Amusement and science park in Denmark

Universe (formerly Danfoss Universe) is a Danish amusement and science park on the island of Als southeast of Jutland. The park's vision is to create amazement around natural science, technology and entrepreneurship. Visitors learn about science through activities, experiences, and acquire knowledge about the world in which it occurs. Universe is noticeably different from other Danish amusement parks in the fact that learning is the linchpin for all the rides, experiences and amusements. The park motto is "The attraction park, where fun is a science".

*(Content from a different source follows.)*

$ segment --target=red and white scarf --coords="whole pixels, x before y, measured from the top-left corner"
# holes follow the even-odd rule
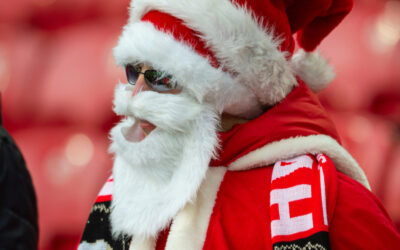
[[[329,249],[327,195],[335,193],[335,185],[327,185],[330,159],[319,154],[317,160],[303,155],[274,165],[270,192],[273,249]]]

In 2017 new attractions are a number of virtual reality experiences, SkyTrail climbing tower, electric cars, 5D simulator, astronomy dome and a Chinese garden.

A new feature in 2014 is the outdoor Pixelineland, where you can meet the popular Danish children's games character Pixeline. Here you explore the city, Pixelineland (En:Country of Pixeline)), which offers interactive games with Pixeline's friends, as well as a large playground. Also new in 2014 is the park's Science Circus, where you can experience a good mix of fire, explosions and liquid nitrogen. In addition you can ride Segways, lift a car using you hands, test yourself in the many experiments that are found in Explorama, dig excavations, experience the wild forces of nature in the Blue Cube and lots more. Besides the park, there is also a museum that shows how Danfoss founder Mads Clausen lived and invented Danfoss.

Charlotte Sahl-Madsen who went on to be the Danish Minister of Science, Technology and Development in 2010 was previously head of the theme park. She worked with the developmental psychologist Howard Gardner to build his theory of Multiple Intelligences into the Explorama at the park.

The initial opening of the park on May 5, 2005 was attended by Danish Crown Prince Frederik and Crown Princess Mary.